A sub-par Supreme Court nominee would not normally be expected to raise the level of vitriol among the the party of the President. A full-throated opposition is usually reserved for the opposition party. Yet in this second Bush term, the tables have flipped and the President is facing an uncomfortable reality; the base is pissed.

When even mild-mannered conservative George Will calls on the Senate to reject the President's nominee - a move he would soundly denounce if proposed by the Democratic leadership - especially with such finality, the Mylanta and scotch deliveries to the West Wing are bound to increase.

Will calls for her rejection because he sees White House Counsel Harriet Miers as unqualified for the position of Supreme Court justice.
Furthermore, there is no reason to believe that Miers's nomination resulted from the president's careful consultation with people capable of such judgments. If 100 such people had been asked to list 100 individuals who have given evidence of the reflectiveness and excellence requisite in a justice, Miers's name probably would not have appeared in any of the 10,000 places on those lists.
Not only that, Will rejects the President's qualifications to chose a Supreme Court nominee:
It is not important that she be confirmed because there is no evidence that she is among the leading lights of American jurisprudence, or that she possesses talents commensurate with the Supreme Court's tasks. The president's "argument" for her amounts to: Trust me. There is no reason to, for several reasons.

He has neither the inclination nor the ability to make sophisticated judgments about competing approaches to construing the Constitution. Few presidents acquire such abilities in the course of their pre-presidential careers, and this president particularly is not disposed to such reflections.

[snip]

In addition, the president has forfeited his right to be trusted as a custodian of the Constitution. The forfeiture occurred March 27, 2002, when, in a private act betokening an uneasy conscience, he signed the McCain-Feingold law expanding government regulation of the timing, quantity and content of political speech. The day before the 2000 Iowa caucuses he was asked -- to ensure a considered response from him, he had been told in advance that he would be asked -- whether McCain-Feingold's core purposes are unconstitutional. He unhesitatingly said, "I agree." Asked if he thought presidents have a duty, pursuant to their oath to defend the Constitution, to make an independent judgment about the constitutionality of bills and to veto those he thinks unconstitutional, he briskly said, "I do."
These are all points that critics of the Bush administration has been making for years. Bush has most often chosen the path that is post politically profitable irrespective of its adherence to philosophy or concepts of good governance.

Despite Bush's elevation as the "CEO President", continued negative fallout from his management decisions - think Iraq, Katrina, corruption in the leadership of his party (the President is still the head of the party), the general economy - reveals the lies of the propaganda his protectors have thrown up to protect him. If Bush were to run his company in the way he manages the country, the stock would be in the tank and there would be several investigations going on. Come to think of it, that may not be far from the truth.

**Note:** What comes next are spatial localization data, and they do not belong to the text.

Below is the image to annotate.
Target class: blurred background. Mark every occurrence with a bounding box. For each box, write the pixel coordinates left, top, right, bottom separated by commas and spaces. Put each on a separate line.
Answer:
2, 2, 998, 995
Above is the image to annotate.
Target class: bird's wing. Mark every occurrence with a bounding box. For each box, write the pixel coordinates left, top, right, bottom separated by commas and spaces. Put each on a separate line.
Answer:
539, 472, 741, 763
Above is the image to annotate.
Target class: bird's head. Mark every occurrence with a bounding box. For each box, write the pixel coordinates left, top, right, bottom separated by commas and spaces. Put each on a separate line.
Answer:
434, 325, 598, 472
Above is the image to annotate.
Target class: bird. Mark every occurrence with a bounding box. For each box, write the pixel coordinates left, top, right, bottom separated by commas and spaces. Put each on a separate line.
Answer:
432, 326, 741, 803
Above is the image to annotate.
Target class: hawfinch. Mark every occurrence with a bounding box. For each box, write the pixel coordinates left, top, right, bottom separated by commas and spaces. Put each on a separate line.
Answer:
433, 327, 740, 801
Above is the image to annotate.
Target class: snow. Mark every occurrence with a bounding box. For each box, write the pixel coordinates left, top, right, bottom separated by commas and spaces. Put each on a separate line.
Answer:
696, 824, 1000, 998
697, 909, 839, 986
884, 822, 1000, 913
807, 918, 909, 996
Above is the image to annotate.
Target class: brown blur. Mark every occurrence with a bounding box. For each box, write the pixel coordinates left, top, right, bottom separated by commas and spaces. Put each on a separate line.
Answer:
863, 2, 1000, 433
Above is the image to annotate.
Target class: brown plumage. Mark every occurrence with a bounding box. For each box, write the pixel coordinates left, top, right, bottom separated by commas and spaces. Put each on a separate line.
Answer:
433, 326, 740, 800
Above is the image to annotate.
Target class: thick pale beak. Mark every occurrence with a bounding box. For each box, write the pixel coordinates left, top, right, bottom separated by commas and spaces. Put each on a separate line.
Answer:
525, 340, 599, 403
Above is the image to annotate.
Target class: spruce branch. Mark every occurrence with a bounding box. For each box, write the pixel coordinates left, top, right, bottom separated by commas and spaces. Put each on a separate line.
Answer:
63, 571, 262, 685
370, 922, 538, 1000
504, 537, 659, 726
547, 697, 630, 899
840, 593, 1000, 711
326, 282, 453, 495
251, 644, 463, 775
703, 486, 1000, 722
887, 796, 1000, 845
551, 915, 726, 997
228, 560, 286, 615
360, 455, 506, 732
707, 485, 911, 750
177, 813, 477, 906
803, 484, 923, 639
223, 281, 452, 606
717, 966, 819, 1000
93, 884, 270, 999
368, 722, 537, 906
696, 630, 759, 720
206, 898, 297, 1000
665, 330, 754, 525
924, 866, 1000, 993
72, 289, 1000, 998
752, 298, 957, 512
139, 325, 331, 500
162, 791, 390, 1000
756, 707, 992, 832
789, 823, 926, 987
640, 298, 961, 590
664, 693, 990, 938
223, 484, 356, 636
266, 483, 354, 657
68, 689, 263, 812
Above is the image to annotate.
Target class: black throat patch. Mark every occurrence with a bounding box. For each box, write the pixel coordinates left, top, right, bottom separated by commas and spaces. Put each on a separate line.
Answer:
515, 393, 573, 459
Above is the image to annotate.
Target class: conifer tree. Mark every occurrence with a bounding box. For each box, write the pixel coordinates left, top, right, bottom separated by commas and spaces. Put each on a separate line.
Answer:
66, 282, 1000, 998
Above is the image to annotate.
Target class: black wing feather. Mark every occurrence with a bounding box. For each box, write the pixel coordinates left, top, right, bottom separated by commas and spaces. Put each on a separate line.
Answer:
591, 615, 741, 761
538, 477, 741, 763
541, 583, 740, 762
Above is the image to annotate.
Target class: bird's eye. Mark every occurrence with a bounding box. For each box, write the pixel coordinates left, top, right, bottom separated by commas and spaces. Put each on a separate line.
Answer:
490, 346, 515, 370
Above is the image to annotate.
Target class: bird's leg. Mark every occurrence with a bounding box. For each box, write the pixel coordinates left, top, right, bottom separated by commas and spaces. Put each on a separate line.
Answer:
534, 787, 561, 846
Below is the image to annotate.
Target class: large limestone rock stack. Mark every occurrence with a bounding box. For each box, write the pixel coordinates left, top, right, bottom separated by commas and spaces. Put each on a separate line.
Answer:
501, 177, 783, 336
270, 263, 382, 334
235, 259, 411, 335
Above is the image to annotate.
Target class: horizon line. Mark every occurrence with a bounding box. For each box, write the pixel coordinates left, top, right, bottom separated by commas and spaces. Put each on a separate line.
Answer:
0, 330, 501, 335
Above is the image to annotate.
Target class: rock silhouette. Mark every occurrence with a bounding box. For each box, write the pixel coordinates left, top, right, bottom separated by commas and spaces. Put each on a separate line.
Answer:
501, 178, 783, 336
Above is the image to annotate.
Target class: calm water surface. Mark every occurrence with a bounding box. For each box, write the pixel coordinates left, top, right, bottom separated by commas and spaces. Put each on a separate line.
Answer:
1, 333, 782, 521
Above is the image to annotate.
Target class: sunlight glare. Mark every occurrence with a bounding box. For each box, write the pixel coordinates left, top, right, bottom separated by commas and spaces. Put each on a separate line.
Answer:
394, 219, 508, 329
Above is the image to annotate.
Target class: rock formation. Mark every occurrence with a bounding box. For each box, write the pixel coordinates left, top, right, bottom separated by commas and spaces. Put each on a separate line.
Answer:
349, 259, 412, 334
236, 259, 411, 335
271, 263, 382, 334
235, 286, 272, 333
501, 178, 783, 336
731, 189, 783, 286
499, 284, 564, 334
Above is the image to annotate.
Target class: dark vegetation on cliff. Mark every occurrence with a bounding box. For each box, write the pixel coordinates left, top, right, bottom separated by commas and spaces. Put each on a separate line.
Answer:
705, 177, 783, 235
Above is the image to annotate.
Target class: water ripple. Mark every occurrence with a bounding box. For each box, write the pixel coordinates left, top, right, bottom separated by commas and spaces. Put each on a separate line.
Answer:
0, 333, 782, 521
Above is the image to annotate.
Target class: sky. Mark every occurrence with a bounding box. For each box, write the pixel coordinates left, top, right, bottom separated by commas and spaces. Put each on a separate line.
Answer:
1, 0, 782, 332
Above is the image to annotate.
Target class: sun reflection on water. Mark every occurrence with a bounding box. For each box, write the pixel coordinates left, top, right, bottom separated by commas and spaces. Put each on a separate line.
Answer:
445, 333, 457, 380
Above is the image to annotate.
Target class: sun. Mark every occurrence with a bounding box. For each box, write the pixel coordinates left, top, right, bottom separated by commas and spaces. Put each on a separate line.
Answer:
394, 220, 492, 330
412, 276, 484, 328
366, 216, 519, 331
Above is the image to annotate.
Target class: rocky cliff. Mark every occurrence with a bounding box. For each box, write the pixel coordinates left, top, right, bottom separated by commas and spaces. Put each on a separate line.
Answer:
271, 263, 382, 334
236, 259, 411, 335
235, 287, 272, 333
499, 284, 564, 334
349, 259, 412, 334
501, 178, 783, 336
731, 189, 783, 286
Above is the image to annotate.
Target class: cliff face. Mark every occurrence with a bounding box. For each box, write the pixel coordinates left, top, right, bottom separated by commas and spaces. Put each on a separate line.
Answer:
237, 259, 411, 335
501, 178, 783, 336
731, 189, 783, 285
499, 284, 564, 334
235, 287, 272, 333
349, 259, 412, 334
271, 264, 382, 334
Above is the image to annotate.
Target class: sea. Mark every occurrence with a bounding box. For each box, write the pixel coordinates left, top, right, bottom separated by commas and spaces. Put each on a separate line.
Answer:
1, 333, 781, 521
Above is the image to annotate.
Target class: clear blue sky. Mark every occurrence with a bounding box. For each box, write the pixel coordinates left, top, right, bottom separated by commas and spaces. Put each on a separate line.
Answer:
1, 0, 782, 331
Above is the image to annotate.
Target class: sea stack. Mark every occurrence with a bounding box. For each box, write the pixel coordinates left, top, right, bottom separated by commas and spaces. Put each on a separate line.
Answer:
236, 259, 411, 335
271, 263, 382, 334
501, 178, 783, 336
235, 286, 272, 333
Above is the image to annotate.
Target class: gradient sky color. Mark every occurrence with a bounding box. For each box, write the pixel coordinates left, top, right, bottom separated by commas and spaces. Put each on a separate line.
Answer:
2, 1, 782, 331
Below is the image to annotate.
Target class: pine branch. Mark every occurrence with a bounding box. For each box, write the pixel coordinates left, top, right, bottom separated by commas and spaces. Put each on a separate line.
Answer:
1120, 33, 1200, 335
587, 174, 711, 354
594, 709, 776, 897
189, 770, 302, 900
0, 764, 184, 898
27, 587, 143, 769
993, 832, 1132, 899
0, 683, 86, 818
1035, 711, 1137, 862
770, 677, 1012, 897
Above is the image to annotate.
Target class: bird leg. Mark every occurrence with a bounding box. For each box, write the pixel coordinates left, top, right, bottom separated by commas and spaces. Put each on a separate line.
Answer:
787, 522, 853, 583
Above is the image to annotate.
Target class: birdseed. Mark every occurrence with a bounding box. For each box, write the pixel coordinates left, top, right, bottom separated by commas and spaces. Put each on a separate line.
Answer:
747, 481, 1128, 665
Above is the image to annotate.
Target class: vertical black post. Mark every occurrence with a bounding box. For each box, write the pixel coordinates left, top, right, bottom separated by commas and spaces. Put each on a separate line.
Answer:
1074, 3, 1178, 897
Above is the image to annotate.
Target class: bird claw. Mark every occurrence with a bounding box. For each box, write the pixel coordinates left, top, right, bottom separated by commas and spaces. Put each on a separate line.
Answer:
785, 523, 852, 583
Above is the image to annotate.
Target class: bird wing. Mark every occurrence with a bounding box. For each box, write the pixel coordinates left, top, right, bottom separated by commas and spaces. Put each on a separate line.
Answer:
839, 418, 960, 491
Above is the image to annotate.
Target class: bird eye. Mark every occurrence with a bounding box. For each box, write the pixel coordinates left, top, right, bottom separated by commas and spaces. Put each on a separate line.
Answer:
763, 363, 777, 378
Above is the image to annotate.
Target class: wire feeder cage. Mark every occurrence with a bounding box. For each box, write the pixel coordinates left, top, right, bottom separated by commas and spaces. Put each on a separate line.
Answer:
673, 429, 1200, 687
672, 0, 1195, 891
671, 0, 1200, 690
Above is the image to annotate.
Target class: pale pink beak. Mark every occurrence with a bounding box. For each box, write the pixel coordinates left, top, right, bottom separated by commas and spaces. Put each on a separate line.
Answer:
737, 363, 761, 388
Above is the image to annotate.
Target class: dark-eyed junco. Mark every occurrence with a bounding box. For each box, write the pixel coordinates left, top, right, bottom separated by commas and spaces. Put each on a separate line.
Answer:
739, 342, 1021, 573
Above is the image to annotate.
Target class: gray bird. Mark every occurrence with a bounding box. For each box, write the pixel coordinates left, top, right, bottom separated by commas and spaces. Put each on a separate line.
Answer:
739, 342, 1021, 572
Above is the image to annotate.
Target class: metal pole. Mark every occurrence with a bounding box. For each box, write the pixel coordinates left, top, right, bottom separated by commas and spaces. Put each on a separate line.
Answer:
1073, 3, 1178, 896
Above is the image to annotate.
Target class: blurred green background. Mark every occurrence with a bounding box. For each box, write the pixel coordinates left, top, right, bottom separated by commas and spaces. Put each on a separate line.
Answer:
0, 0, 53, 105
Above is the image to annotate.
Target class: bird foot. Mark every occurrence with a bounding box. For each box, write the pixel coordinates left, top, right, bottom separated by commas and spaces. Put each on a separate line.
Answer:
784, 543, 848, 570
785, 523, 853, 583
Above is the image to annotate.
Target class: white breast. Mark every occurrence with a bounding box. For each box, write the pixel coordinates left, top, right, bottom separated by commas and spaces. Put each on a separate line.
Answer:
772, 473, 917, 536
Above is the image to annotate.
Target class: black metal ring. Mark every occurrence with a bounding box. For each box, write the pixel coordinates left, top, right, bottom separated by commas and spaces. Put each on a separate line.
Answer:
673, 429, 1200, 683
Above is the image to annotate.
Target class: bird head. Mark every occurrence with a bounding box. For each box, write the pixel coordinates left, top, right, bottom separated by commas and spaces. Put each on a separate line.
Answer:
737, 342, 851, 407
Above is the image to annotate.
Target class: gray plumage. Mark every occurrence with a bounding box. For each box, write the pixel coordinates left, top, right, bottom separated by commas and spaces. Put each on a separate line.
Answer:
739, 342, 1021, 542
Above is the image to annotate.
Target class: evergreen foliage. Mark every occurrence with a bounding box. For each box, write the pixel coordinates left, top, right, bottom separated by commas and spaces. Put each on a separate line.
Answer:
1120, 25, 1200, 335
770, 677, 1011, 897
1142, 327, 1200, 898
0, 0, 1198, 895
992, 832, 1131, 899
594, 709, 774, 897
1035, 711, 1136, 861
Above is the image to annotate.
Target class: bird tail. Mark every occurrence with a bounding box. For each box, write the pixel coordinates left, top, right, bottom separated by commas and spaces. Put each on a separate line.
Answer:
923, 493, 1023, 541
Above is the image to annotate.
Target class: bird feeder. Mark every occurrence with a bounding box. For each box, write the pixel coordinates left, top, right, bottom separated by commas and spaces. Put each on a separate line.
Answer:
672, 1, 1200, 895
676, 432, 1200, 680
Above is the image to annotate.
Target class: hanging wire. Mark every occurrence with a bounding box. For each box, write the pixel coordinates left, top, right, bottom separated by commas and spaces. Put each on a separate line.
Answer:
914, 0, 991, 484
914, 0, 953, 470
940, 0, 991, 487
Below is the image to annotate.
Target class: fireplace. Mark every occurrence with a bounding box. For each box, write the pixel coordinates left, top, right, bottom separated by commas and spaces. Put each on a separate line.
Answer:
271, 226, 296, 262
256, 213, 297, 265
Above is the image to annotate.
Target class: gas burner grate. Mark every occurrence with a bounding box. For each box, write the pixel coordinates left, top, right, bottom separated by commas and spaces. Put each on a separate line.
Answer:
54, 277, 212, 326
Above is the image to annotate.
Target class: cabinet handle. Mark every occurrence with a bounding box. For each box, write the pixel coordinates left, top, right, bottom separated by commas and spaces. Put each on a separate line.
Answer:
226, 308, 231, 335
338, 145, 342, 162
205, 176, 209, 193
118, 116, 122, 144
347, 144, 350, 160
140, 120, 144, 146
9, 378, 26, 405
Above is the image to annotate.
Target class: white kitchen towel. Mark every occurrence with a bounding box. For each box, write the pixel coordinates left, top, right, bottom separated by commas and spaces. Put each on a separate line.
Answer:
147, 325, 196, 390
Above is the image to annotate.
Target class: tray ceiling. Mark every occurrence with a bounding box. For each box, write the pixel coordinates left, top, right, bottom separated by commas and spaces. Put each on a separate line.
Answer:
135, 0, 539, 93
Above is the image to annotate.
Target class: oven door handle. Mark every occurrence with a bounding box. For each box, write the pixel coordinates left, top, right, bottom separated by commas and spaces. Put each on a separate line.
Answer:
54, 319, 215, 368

The President played to his base promising that he would deliver unto them a more conservative, more Christian nation. All he asked was a little patience. As has been pointed out elsewhere, the Supreme Court picks were supposed to be their payoff. They were promised the appointment of justices who would overturn Roe and would finally vanquish the false concept of a separation between Church and State.

Denied.

Bush's base, the conservative christians, took some body blows when it came to small-government conservatism. The payoff would come, they told themselves. When Robert was appointed, the right was happy, not ecstatic, but he was generally "one of them". The next pick was supposed to be their pick. If Roberts was the consesus conservative, O'Connor's replacement was to be the christian conservative, the one they could shove in the face of liberals, modernists and Democrats. The pick that would help the U.S. shoulder its proper mantle of one nation under, of and for God.

Instead they got taken.

Bush is finished. Soon other conservative politicians will woo away the support of the base and try to consolidate it enough for a run in 2008. Yet after the decades of work bringing the christian right into the political system, might this send them back into the wilderness? They held Bush up as the embodiment of their values and he, time and again, took their support and went the other way. If they couldn't achieve their dreams with a two-term President that made Reagan look like a moderate, what is left for them?

Perhaps more importantly, now that Bush has revealed his true colors, can we get back to the business of responsible governance?